DAU: SJLIFE | Tissue Type: Germline Only | Sequencing Type: WGS, WES | Samples: 4,838 | Additional Information About SJLIFE

St. Jude Lifetime (SJLIFE) is a longevity study from St. Jude Children's Research Hospital that aims to identify all inherited genome sequence and structural variants influencing the development of childhood cancer and occurrence of long-term adverse outcomes associated with cancer and cancer-related therapy. This cohort contains unpaired germline samples and does not contain tumor samples.

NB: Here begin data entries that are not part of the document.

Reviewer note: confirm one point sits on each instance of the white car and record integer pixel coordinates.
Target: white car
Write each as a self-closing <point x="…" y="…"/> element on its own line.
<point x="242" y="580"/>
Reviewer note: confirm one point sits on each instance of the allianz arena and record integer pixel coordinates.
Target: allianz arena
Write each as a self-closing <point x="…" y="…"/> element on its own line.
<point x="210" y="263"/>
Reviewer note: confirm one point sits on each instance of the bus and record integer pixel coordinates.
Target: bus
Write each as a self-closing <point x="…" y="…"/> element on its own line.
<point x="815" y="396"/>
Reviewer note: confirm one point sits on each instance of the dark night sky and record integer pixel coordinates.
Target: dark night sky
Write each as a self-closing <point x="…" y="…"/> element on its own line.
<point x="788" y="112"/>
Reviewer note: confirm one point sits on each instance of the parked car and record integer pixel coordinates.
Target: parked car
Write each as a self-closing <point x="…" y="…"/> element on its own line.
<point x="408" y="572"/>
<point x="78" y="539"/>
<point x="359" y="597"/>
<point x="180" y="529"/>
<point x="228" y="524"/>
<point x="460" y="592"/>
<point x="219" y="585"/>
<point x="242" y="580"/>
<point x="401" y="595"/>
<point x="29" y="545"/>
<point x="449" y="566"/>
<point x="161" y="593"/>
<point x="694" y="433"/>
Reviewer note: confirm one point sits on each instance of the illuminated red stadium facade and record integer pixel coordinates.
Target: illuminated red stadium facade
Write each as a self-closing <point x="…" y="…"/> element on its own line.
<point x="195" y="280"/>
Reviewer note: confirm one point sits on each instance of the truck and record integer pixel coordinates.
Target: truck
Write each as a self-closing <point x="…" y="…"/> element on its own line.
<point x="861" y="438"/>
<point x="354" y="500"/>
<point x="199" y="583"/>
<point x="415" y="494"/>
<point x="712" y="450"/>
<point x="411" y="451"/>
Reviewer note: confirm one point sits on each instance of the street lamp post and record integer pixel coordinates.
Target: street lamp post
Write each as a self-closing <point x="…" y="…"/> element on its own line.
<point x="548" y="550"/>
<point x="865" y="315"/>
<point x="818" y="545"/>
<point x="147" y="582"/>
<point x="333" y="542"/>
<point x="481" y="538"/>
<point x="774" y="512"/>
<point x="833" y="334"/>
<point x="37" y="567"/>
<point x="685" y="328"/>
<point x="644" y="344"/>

St. Jude Life Clonal Hematopoiesis

DAU: PCGP | Tissue Type: — | Sequencing Type: SingleCell-WGS, Targeted | Samples: 3,192

The primary purpose of the St. Jude Lifetime Cohort Study (SJLIFE) Clonal Hematopoiesis dataset is to identify all inherited genome sequence and structural variants influencing the development of childhood cancer and occurrence of long-term adverse outcomes associated with cancer and cancer-related therapy. Additional objectives include, but are not limited to, the acquisition and analysis of additional genomic data, including epigenetic and gene expression data, data integration, and the development and validation of informatic and analytical solutions appropriate to the scale and nature of the project, as well as use of the data generated to answer important methodological and biological questions as specifically related to childhood malignancies.